The bill pits two legitimate goals against each other: improving access to high‑complexity specialty care for rural veterans by paying providers more, versus protecting the VCCP budget and controlling incentives that could drive price inflation or encourage overuse; choosing a payment mechanism that reliably expands access without creating unsustainable costs or perverse provider incentives is the central unresolved dilemma.

The bill creates a tightly scoped experiment but leaves major design choices to the Secretary. Key implementation questions include how the Secretary will verify provider cost claims (cost‑reports vs. audited financials), whether negotiated rates are capped or indexed, and whether adjustments are prospective only or can be applied retroactively.

Those choices will determine the pilot’s fiscal exposure and its susceptibility to price escalation. The mandated notice-and-comment rulemaking injects public scrutiny, but the 180‑day window for issuing regulations is brief relative to the technical complexity of payment design.
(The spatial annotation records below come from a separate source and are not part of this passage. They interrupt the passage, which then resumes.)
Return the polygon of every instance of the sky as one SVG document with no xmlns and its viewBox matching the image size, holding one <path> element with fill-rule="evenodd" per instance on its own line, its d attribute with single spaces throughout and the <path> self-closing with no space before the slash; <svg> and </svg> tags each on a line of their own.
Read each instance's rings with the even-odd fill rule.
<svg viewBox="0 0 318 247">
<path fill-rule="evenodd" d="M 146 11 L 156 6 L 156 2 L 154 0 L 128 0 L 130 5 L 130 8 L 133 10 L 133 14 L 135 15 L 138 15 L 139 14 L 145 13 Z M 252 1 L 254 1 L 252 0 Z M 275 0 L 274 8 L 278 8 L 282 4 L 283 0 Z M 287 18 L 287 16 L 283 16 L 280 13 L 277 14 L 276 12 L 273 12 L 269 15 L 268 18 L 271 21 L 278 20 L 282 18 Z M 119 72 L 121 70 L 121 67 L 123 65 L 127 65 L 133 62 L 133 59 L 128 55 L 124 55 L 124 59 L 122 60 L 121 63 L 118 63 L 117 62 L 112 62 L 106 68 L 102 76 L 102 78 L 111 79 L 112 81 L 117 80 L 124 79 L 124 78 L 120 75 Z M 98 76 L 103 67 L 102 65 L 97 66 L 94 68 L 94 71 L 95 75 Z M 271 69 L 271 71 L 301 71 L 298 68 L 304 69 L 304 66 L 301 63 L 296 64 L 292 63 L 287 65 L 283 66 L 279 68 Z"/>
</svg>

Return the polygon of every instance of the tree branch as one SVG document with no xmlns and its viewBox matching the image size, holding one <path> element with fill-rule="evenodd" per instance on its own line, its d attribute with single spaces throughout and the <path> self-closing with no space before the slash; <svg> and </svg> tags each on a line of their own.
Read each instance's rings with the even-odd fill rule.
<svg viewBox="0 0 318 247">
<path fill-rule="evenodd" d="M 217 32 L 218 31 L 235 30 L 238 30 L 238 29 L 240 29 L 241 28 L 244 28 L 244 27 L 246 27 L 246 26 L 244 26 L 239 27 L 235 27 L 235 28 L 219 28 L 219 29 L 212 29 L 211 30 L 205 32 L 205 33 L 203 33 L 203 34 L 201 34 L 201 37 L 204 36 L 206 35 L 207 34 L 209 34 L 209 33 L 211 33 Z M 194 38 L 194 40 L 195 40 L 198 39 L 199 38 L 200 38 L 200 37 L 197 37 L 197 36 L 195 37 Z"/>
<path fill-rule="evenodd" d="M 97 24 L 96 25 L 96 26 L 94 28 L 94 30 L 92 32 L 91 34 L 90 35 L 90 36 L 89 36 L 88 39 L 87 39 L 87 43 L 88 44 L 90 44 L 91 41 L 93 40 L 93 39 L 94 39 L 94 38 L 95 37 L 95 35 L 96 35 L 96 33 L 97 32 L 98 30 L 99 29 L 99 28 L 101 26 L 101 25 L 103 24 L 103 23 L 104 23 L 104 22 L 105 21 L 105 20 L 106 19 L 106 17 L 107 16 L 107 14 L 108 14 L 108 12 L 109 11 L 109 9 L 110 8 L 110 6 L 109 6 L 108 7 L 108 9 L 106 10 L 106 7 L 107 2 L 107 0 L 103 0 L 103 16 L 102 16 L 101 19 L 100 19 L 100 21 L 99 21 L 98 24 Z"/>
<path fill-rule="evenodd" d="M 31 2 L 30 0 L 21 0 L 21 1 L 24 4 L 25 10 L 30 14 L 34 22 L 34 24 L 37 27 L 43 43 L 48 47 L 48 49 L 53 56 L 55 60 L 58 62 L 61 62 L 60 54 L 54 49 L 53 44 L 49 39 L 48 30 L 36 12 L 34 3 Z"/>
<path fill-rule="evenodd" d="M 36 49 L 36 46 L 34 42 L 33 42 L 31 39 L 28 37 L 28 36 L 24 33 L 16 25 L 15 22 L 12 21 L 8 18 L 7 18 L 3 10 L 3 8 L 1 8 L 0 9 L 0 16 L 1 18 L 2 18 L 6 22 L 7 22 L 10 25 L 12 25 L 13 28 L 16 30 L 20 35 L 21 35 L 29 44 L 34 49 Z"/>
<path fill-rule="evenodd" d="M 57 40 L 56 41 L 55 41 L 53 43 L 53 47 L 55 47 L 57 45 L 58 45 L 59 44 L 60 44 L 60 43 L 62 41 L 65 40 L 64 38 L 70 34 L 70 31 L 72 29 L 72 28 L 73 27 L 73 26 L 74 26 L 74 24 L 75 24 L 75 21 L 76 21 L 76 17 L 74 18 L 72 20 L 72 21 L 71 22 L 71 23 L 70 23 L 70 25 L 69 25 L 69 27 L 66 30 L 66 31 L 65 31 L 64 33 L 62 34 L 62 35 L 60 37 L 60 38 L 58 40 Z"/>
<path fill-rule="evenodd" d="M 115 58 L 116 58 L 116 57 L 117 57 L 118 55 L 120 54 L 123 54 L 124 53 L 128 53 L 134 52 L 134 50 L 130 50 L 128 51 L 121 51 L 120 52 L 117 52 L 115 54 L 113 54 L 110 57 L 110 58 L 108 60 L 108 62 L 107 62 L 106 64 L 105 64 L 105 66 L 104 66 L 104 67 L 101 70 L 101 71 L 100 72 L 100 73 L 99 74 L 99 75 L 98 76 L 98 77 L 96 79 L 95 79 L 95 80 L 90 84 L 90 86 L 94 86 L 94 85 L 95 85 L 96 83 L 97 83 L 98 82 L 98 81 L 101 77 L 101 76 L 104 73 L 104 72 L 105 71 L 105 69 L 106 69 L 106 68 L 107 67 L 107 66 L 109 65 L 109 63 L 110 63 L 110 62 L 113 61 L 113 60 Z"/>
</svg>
The access triggers (60‑day wait or 100‑mile distance) are simple and administrable but blunt. They may exclude some veterans with clinically urgent needs who fall just short of the thresholds, or they may be gamed through scheduling practices to create eligibility.

Similarly, defining ‘‘qualified provider’’ as a board‑certified surgeon and ‘‘qualifying services’’ as neurosurgery keeps the pilot narrowly focused but raises certification questions (which certifying boards qualify, and how to treat fellowship training or interventional procedures at the margin). Finally, the bill requires outcome reporting but does not specify standardized outcome measures or risk‑adjustment methods, which will complicate comparisons and decisions about scaling the approach.